Abstract: Indigenous communities such as the Misak people in Colombia continue to struggle against the consequences of colonization and violence, but at the same time, they propose emancipatory methodologies of knowledge production. These practices towards epistemic justice are crucial to assure the (re)existence of indigenous peoples and their wisdom in Abya Yala. In this vein, our article sheds light on research methodologies rooted in Misak cosmogonies and processes to validate ancestral knowledge production. Through ethnographic and participatory action research in the indigenous reserve of Shura Manéla in the Colombian Cauca Department, we got insight into the spiral of persistent existence (espiral de pervivencia) and the law of origin of the Misak people.

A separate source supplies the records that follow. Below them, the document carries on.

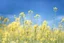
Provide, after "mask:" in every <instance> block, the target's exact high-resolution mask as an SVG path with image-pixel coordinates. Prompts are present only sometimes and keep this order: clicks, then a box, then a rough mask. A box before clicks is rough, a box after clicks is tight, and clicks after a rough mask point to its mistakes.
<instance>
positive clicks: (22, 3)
mask: <svg viewBox="0 0 64 43" xmlns="http://www.w3.org/2000/svg"><path fill="white" fill-rule="evenodd" d="M53 7H57V8H58V11H57V13H56V24H58V22H59V21H60V20H61V18H62V17H64V0H0V16H6V17H8V18H11V19H12V20H13V15H14V14H15V15H19V13H20V12H25V14H27V13H28V10H33V11H34V14H33V15H35V14H37V13H38V14H40V15H41V20H42V21H43V20H47V21H48V23H49V24H51V23H53V17H54V16H55V15H54V14H55V13H54V11H53Z"/></svg>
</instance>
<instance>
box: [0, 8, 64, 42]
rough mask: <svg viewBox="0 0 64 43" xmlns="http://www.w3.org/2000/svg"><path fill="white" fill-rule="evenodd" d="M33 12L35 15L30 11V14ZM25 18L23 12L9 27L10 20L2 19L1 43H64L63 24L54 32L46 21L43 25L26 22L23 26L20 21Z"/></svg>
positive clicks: (30, 22)
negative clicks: (2, 27)
mask: <svg viewBox="0 0 64 43" xmlns="http://www.w3.org/2000/svg"><path fill="white" fill-rule="evenodd" d="M55 10H57V8H55ZM31 12H32V13H33V11H31V10H30V11H29V13H31ZM24 17H25V13H24V12H22V13H20V15H19V17H16V16H14V18H15V20H14V21H13V22H11V23H9V24H8V25H7V24H6V22H9V19H8V18H4V17H0V21H2V22H1V24H0V43H64V31H62V29H64V27H63V24H61V23H60V25H59V27H58V29H55V30H53V31H52V30H51V27H50V26H49V25H48V23H47V21H46V20H44V21H43V22H42V24H41V25H38V24H33V23H34V22H33V21H32V20H24V21H23V22H24V24H21V21H20V20H21V19H22V18H24ZM38 17H40V15H38V14H37V15H36V18H38ZM3 21H4V22H5V23H4V24H3ZM63 21H64V19H62V22H63ZM1 27H3V28H1ZM60 28H61V29H60Z"/></svg>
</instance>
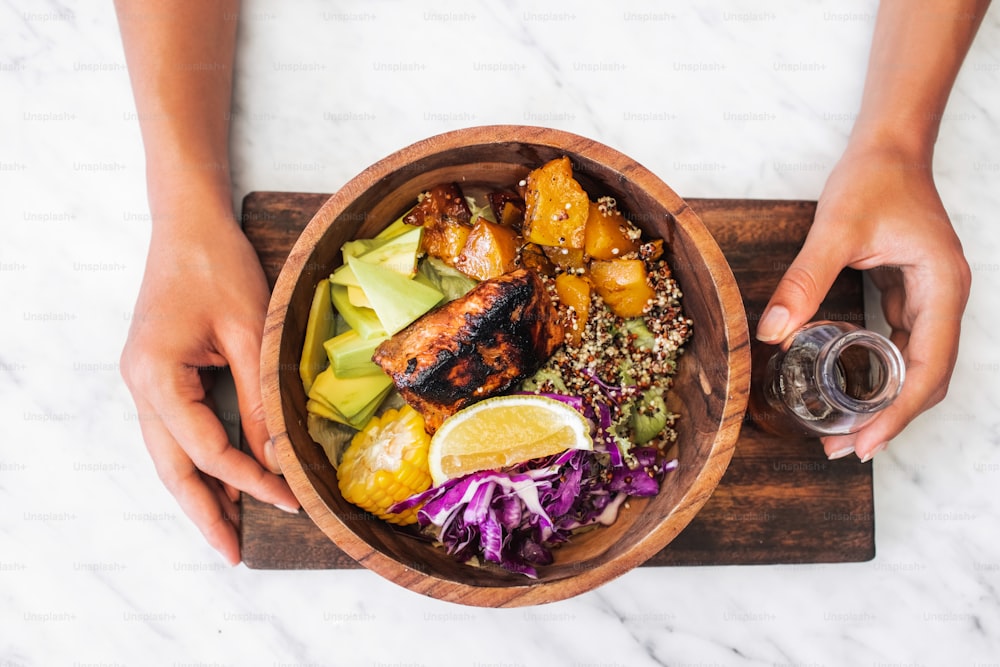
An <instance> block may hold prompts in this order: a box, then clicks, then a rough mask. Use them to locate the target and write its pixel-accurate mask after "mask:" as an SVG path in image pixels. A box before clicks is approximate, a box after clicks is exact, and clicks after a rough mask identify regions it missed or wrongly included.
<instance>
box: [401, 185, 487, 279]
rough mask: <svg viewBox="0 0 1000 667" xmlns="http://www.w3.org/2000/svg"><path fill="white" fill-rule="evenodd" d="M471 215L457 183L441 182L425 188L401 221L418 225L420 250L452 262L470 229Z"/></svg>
mask: <svg viewBox="0 0 1000 667" xmlns="http://www.w3.org/2000/svg"><path fill="white" fill-rule="evenodd" d="M471 217H472V213H471V212H470V211H469V204H468V202H466V201H465V197H464V196H462V191H461V189H459V187H458V185H457V184H455V183H445V184H442V185H436V186H434V187H433V188H431V189H430V190H429V191H427V192H425V193H424V194H423V195H422V196H421V197H420V201H418V202H417V205H416V206H415V207H413V210H412V211H410V212H409V213H408V214H407V215H406V216H405V217H404V218H403V222H405V223H406V224H408V225H416V226H421V225H422V226H423V228H424V235H423V240H422V249H423V251H424V252H426V253H427V254H428V255H431V256H432V257H437V258H438V259H440V260H442V261H443V262H445V263H446V264H448V265H450V266H454V265H455V258H457V257H458V254H459V253H460V252H461V251H462V248H464V247H465V242H466V240H467V239H468V237H469V232H471V231H472V224H471V220H470V219H471Z"/></svg>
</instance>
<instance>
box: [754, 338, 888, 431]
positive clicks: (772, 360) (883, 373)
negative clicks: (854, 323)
mask: <svg viewBox="0 0 1000 667" xmlns="http://www.w3.org/2000/svg"><path fill="white" fill-rule="evenodd" d="M905 372H906V367H905V365H904V363H903V356H902V355H901V354H900V352H899V349H898V348H897V347H896V346H895V345H893V344H892V342H891V341H890V340H889V339H888V338H886V337H885V336H883V335H881V334H878V333H876V332H874V331H869V330H867V329H862V328H859V327H857V326H855V325H853V324H850V323H848V322H831V321H820V322H812V323H810V324H807V325H805V326H803V327H802V328H801V329H799V330H798V331H797V332H795V333H794V334H793V335H791V336H790V337H789V338H788V339H786V340H785V341H784V342H783V343H782V344H781V345H780V346H779V347H778V348H777V350H775V348H774V347H773V346H770V345H763V344H759V345H757V347H756V349H755V350H754V358H753V364H752V379H751V388H750V411H749V412H750V418H751V419H752V420H753V421H754V422H755V423H756V424H757V426H758V427H760V428H761V429H763V430H765V431H769V432H771V433H774V434H778V435H820V436H822V435H840V434H845V433H854V432H855V431H857V430H858V429H860V428H861V427H862V426H864V425H865V424H866V423H867V422H868V421H870V420H871V419H872V418H873V417H874V416H875V415H877V414H878V413H879V411H881V410H884V409H885V408H887V407H889V405H891V404H892V402H893V400H895V398H896V396H898V395H899V392H900V390H901V389H902V386H903V377H904V375H905Z"/></svg>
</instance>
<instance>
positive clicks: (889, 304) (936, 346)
mask: <svg viewBox="0 0 1000 667" xmlns="http://www.w3.org/2000/svg"><path fill="white" fill-rule="evenodd" d="M930 164H931V160H930V155H929V152H928V154H927V155H922V154H918V155H910V154H907V153H905V152H900V151H899V150H898V149H896V148H895V147H893V146H892V145H867V144H862V143H861V142H858V143H857V144H852V145H851V146H849V147H848V150H847V151H846V152H845V154H844V156H843V157H842V158H841V160H840V161H839V162H838V164H837V166H836V167H835V168H834V170H833V172H832V173H831V175H830V178H829V179H828V180H827V183H826V186H825V187H824V188H823V193H822V195H821V196H820V200H819V206H818V208H817V210H816V219H815V221H814V222H813V225H812V228H811V229H810V231H809V234H808V236H807V237H806V241H805V245H804V246H803V248H802V250H801V251H800V252H799V254H798V256H797V257H796V258H795V261H794V262H793V263H792V266H791V267H790V268H789V269H788V271H786V272H785V275H784V277H783V278H782V279H781V282H780V283H779V285H778V287H777V288H776V290H775V293H774V295H773V296H772V297H771V302H770V304H769V305H768V308H767V310H766V311H765V316H764V318H762V319H761V322H760V325H759V326H758V329H757V336H758V338H760V339H761V340H764V341H765V342H778V341H781V340H783V339H785V338H786V337H787V336H788V335H790V334H791V333H792V332H793V331H795V330H796V329H797V328H798V327H800V326H802V325H803V324H805V323H806V322H807V321H808V320H809V319H810V318H811V317H812V316H813V315H814V314H815V313H816V310H817V308H818V307H819V305H820V302H821V301H822V299H823V297H824V296H825V295H826V293H827V291H828V290H829V289H830V286H831V285H832V284H833V282H834V280H835V279H836V278H837V275H838V274H839V273H840V271H841V269H843V268H844V267H846V266H849V267H852V268H855V269H868V270H871V272H870V276H871V278H872V282H873V283H874V284H875V285H876V286H877V287H878V288H879V289H880V290H881V292H882V310H883V312H884V313H885V318H886V321H887V323H888V324H889V326H890V327H891V328H892V334H891V338H892V341H893V342H894V343H895V344H896V345H897V347H899V349H900V351H901V352H902V353H903V358H904V360H905V361H906V379H905V381H904V383H903V389H902V392H901V393H900V395H899V397H898V398H897V399H896V400H895V402H894V403H893V404H892V405H891V406H890V407H888V408H887V409H886V410H884V411H883V412H881V413H879V415H878V416H877V417H875V418H874V419H873V420H872V421H870V422H869V423H867V424H866V425H865V426H864V427H863V428H862V429H861V430H859V431H858V432H857V433H852V434H850V435H842V436H827V437H824V438H822V441H823V445H824V448H825V450H826V453H827V455H828V456H830V457H831V458H839V457H840V456H845V455H847V454H850V453H852V452H853V453H855V454H857V456H858V458H860V459H861V460H862V461H868V460H870V459H871V458H872V457H873V456H875V454H877V453H878V452H880V451H882V450H883V449H885V447H886V446H887V444H888V441H889V440H891V439H892V438H894V437H895V436H897V435H898V434H899V433H900V432H901V431H902V430H903V429H904V428H905V427H906V425H907V424H909V422H910V421H911V420H913V419H914V418H915V417H916V416H917V415H919V414H920V413H921V412H923V411H925V410H928V409H930V408H931V407H932V406H934V405H935V404H937V403H938V402H939V401H941V400H942V399H943V398H944V396H945V393H946V392H947V390H948V382H949V379H950V378H951V374H952V370H953V369H954V367H955V361H956V358H957V355H958V341H959V332H960V328H961V320H962V312H963V311H964V309H965V304H966V301H967V299H968V296H969V287H970V283H971V274H970V271H969V264H968V262H967V261H966V259H965V256H964V254H963V252H962V245H961V242H960V241H959V238H958V236H957V235H956V234H955V230H954V229H953V228H952V226H951V223H950V222H949V220H948V214H947V212H946V211H945V208H944V205H943V204H942V203H941V198H940V197H939V196H938V193H937V189H936V188H935V186H934V179H933V175H932V173H931V170H930Z"/></svg>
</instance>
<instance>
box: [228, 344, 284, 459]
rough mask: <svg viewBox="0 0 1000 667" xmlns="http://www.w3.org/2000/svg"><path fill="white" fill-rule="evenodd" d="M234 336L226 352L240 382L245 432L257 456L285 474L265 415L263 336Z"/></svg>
mask: <svg viewBox="0 0 1000 667" xmlns="http://www.w3.org/2000/svg"><path fill="white" fill-rule="evenodd" d="M234 339H235V340H230V341H227V343H228V346H227V348H226V349H225V352H226V358H227V359H228V360H229V367H230V369H231V370H232V373H233V382H234V384H235V385H236V397H237V400H238V402H239V408H240V422H241V425H242V428H243V435H244V436H245V437H246V440H247V444H248V445H250V451H252V452H253V454H254V457H256V459H257V460H258V461H259V462H261V463H262V464H264V466H265V467H266V468H267V469H268V470H270V471H271V472H273V473H275V474H281V467H280V466H279V465H278V459H277V456H276V455H275V452H274V446H273V444H272V443H271V437H270V435H269V434H268V432H267V425H266V423H265V419H264V402H263V400H262V398H261V388H260V366H259V363H260V361H259V360H260V339H259V338H257V337H255V336H253V337H246V336H243V337H239V336H234Z"/></svg>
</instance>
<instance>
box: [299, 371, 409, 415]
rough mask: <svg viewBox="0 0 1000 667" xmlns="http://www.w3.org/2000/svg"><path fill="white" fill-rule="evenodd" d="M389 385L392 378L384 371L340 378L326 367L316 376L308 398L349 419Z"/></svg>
mask: <svg viewBox="0 0 1000 667" xmlns="http://www.w3.org/2000/svg"><path fill="white" fill-rule="evenodd" d="M391 386H392V379H391V378H390V377H389V376H388V375H386V374H385V373H381V372H380V373H378V374H372V375H362V376H360V377H355V378H341V377H337V376H336V375H335V374H334V372H333V369H332V368H327V369H326V370H325V371H323V372H322V373H320V374H319V375H317V376H316V381H315V382H314V383H313V386H312V389H311V390H310V391H309V398H310V399H312V400H314V401H317V402H318V403H320V404H323V403H325V404H326V405H328V406H330V407H332V408H334V409H335V410H336V412H338V413H340V415H343V416H344V417H345V418H347V419H348V420H351V419H353V418H354V417H356V416H357V415H358V414H359V413H361V412H363V411H364V410H365V408H366V407H368V406H369V404H370V403H371V402H372V401H373V400H375V399H376V398H378V397H379V395H381V394H383V392H385V391H386V389H388V388H389V387H391Z"/></svg>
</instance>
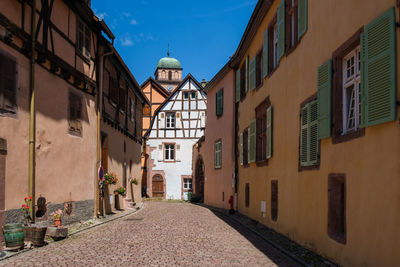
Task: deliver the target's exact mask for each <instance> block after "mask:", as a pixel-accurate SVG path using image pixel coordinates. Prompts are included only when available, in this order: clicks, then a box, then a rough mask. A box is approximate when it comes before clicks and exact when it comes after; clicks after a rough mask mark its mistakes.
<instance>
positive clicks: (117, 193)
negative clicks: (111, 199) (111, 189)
mask: <svg viewBox="0 0 400 267" xmlns="http://www.w3.org/2000/svg"><path fill="white" fill-rule="evenodd" d="M114 194H116V195H121V196H123V197H124V196H125V195H126V189H125V187H122V186H120V187H118V188H117V189H115V190H114Z"/></svg>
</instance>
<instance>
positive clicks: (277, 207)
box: [271, 180, 278, 221]
mask: <svg viewBox="0 0 400 267" xmlns="http://www.w3.org/2000/svg"><path fill="white" fill-rule="evenodd" d="M271 219H272V220H273V221H276V220H277V219H278V181H277V180H273V181H271Z"/></svg>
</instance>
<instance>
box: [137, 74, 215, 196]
mask: <svg viewBox="0 0 400 267" xmlns="http://www.w3.org/2000/svg"><path fill="white" fill-rule="evenodd" d="M206 103H207V100H206V93H205V92H204V91H203V88H202V86H201V85H200V84H199V82H197V80H196V79H195V78H194V77H193V76H192V75H191V74H188V75H187V76H186V78H185V79H183V81H182V82H181V83H180V84H179V85H178V86H177V87H176V89H175V90H174V91H172V92H171V95H170V96H169V97H168V98H167V99H166V100H165V101H164V103H163V104H162V105H161V106H160V107H159V108H158V109H157V110H156V111H155V114H154V117H153V119H152V121H151V128H150V129H149V131H148V132H147V133H146V135H145V138H146V139H147V141H146V152H147V154H148V160H147V166H146V167H147V171H148V173H147V180H148V183H147V184H148V187H147V194H148V195H149V196H151V197H162V198H168V199H186V198H187V194H188V192H191V191H192V187H193V181H192V150H193V145H194V144H195V143H196V142H197V141H198V139H199V138H200V137H202V136H203V134H204V129H205V123H206Z"/></svg>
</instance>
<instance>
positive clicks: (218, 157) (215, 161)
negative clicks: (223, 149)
mask: <svg viewBox="0 0 400 267" xmlns="http://www.w3.org/2000/svg"><path fill="white" fill-rule="evenodd" d="M221 167H222V141H221V140H219V141H217V142H215V144H214V168H215V169H220V168H221Z"/></svg>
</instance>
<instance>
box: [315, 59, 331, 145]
mask: <svg viewBox="0 0 400 267" xmlns="http://www.w3.org/2000/svg"><path fill="white" fill-rule="evenodd" d="M331 92H332V61H331V60H328V61H327V62H326V63H324V64H323V65H321V66H320V67H319V68H318V139H324V138H328V137H330V136H331Z"/></svg>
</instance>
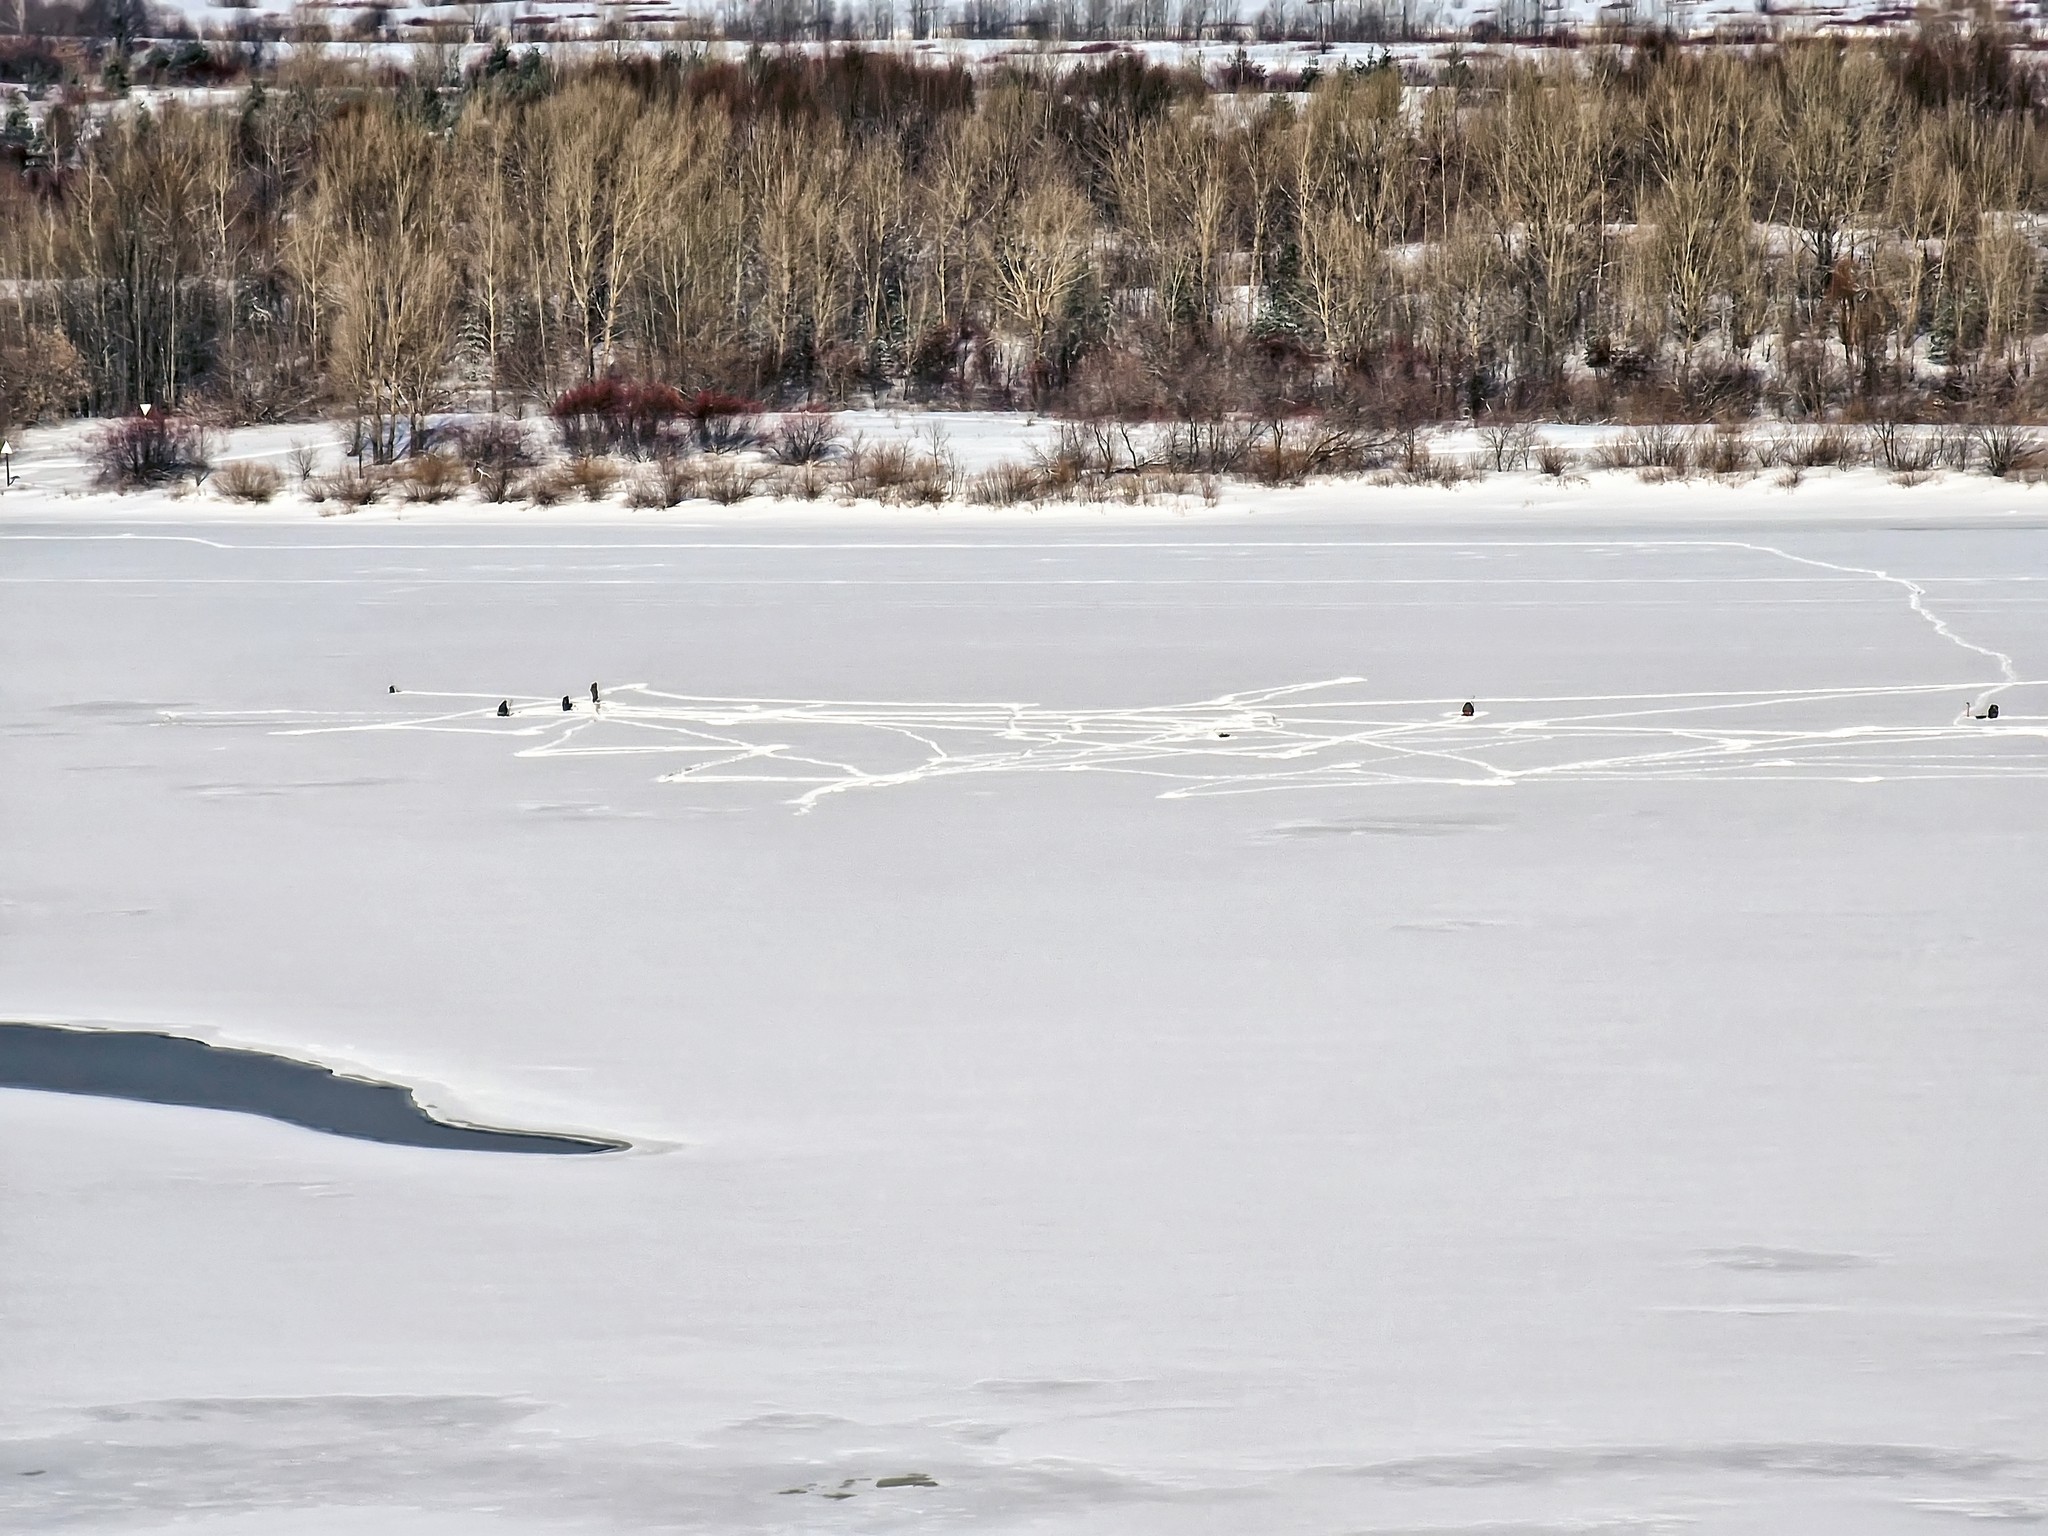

On this basis, we describe the Latá-Latá methodology reinvented by the community to recover their ancestral knowledge, and the Pachakiwa social cartography applied to depict their territorial relations. Moreover, we explain how collective validation processes work in practice. This serves to open up a transdisciplinary discussion on the potentials and the limitations of such vernacular research methodologies. We observe that healing from the trauma of colonization and inferiorization is a key driver of indigenous research processes. Therefore, developing further emancipatory methodologies based on equal subject-subject relations is an urgent task in the field of decoloniality. Learning from communities like the Misak is an invitation to become aware of the pluriversal complexity, listen to silenced sagacity, and find methods to pursue epistemic equality.